10.1007/s13770-017-0077-7
- Author:
Ji Hoon PARK
1
;
Doo Yeon KWON
;
Ji Yeon HEO
;
Seung Hun PARK
;
Joon Yeong PARK
;
Bong LEE
;
Jae Ho KIM
;
Moon Suk KIM
Author Information
1. Department of Molecular Science and Technology, Ajou University, 206 Worldcup-ro, Yeongtong-gu, Suwon 16499, Korea. moonskim@ajou.ac.kr
- Publication Type:Original Article
- Keywords:
Microsphere;
Block copolymer;
Melting point;
Drug release;
Dexamethasone
- MeSH:
Animals;
Dexamethasone;
Drug Carriers*;
Drug Liberation*;
Fluorescein;
Freezing*;
In Vitro Techniques;
Inflammation;
Methods;
Microspheres*;
Optical Imaging;
Particle Size;
Polyglactin 910
- From:
Tissue Engineering and Regenerative Medicine
2017;14(6):743-753
- CountryRepublic of Korea
- Language:English
-
Abstract:
Here, we examined the effect of melting point of drug carriers on drug release of dexamethasone (Dex)-loaded microspheres. We prepared poly(L-lactide-ran-ε-caprolactone) (PLC) copolymers with varying compositions of poly(εcaprolactone) (PCL) and poly(L-lactide) (PLLA). As the PLLA content increased, the melting points of PLC copolymers decreased from 61 to 43 ℃. PLC copolymers in vials solubilized at 40–50 ℃ according to the incorporation of PLLA into the PCL segment.
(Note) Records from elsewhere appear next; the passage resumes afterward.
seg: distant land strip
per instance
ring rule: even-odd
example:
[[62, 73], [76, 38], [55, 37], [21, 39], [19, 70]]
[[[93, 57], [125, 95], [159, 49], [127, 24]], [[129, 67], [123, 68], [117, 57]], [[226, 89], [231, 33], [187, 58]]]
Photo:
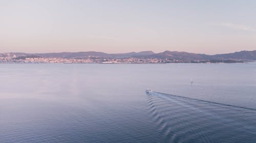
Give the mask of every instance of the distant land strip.
[[207, 55], [180, 51], [152, 51], [110, 54], [102, 52], [0, 53], [0, 63], [245, 63], [256, 61], [256, 50]]

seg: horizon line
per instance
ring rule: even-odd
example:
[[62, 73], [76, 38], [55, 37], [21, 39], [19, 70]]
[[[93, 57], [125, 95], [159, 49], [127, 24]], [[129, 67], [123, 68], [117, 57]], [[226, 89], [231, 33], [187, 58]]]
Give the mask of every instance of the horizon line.
[[177, 51], [177, 50], [174, 50], [174, 51], [171, 51], [169, 50], [164, 50], [162, 52], [155, 52], [152, 50], [142, 50], [141, 51], [139, 52], [135, 52], [135, 51], [131, 51], [131, 52], [118, 52], [118, 53], [108, 53], [108, 52], [102, 52], [102, 51], [62, 51], [62, 52], [1, 52], [0, 53], [27, 53], [27, 54], [44, 54], [44, 53], [77, 53], [77, 52], [102, 52], [102, 53], [104, 53], [106, 54], [122, 54], [122, 53], [131, 53], [131, 52], [135, 52], [135, 53], [139, 53], [139, 52], [153, 52], [154, 53], [156, 54], [156, 53], [162, 53], [165, 51], [170, 51], [170, 52], [187, 52], [187, 53], [195, 53], [195, 54], [206, 54], [206, 55], [216, 55], [216, 54], [228, 54], [228, 53], [235, 53], [237, 52], [241, 52], [241, 51], [256, 51], [256, 49], [255, 50], [242, 50], [240, 51], [235, 51], [234, 52], [228, 52], [228, 53], [216, 53], [216, 54], [206, 54], [204, 53], [197, 53], [197, 52], [187, 52], [185, 51]]

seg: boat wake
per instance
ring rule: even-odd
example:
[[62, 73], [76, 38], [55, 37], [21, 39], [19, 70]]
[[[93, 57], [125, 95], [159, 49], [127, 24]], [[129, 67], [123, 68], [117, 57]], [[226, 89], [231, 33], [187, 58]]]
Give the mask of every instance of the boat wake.
[[256, 109], [146, 92], [149, 112], [166, 142], [256, 140]]

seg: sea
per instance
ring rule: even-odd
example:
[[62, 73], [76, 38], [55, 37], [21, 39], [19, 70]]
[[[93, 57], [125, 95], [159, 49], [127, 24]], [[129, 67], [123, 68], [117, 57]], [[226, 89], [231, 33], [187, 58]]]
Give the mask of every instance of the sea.
[[2, 64], [0, 142], [256, 142], [256, 63]]

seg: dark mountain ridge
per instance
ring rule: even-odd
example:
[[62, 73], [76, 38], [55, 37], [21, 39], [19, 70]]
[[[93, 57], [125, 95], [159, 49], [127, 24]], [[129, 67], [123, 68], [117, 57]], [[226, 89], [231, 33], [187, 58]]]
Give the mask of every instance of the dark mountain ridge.
[[173, 60], [237, 60], [256, 61], [256, 50], [241, 51], [234, 53], [207, 55], [201, 53], [194, 53], [187, 52], [170, 51], [168, 50], [155, 53], [152, 51], [139, 52], [131, 52], [124, 53], [109, 54], [102, 52], [87, 51], [77, 52], [57, 52], [46, 53], [26, 53], [13, 52], [16, 56], [34, 55], [45, 58], [158, 58]]

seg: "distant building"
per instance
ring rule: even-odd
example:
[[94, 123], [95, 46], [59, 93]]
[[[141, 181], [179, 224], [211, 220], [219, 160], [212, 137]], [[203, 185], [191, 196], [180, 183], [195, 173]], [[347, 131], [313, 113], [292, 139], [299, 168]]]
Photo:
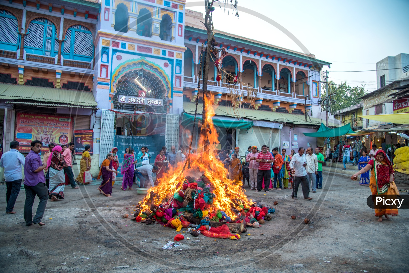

Dexamethasone (Dex)-loaded PLC (MCxLy) microspheres were prepared by the oil-in-water (O/W) solvent evaporation/extraction method. The preparation yields were above 70%, and the mean particle size ranged from 30 to 90 µm. The MC(x)L(y) microspheres also showed controllable melting points in the range of 40–60 ℃. Dex-loaded MC(x)L(y) microspheres showed similar in vitro and in vivo sustained release patterns after the initial burst of Dex. The in vitro and in vivo order of the Dex release was MC₈₀L₂₀>MC₉₀L₁₀>MC₉₅L₅, which agreed well with the melting point order of the drug carrier. Using in vivo fluorescence imaging of fluorescein (FI)-loaded microspheres implanted in animals, we confirmed the sustained release of FI over an extended period. In vivo inflammation associated with the PLC microsphere implants was less pronounced than that associated with Poly(lactide-co-glycolide) (PLGA). In conclusion, we successfully demonstrated that it is possible to control Dex release using Dex-loaded MC(x)L(y) microspheres with different melting points.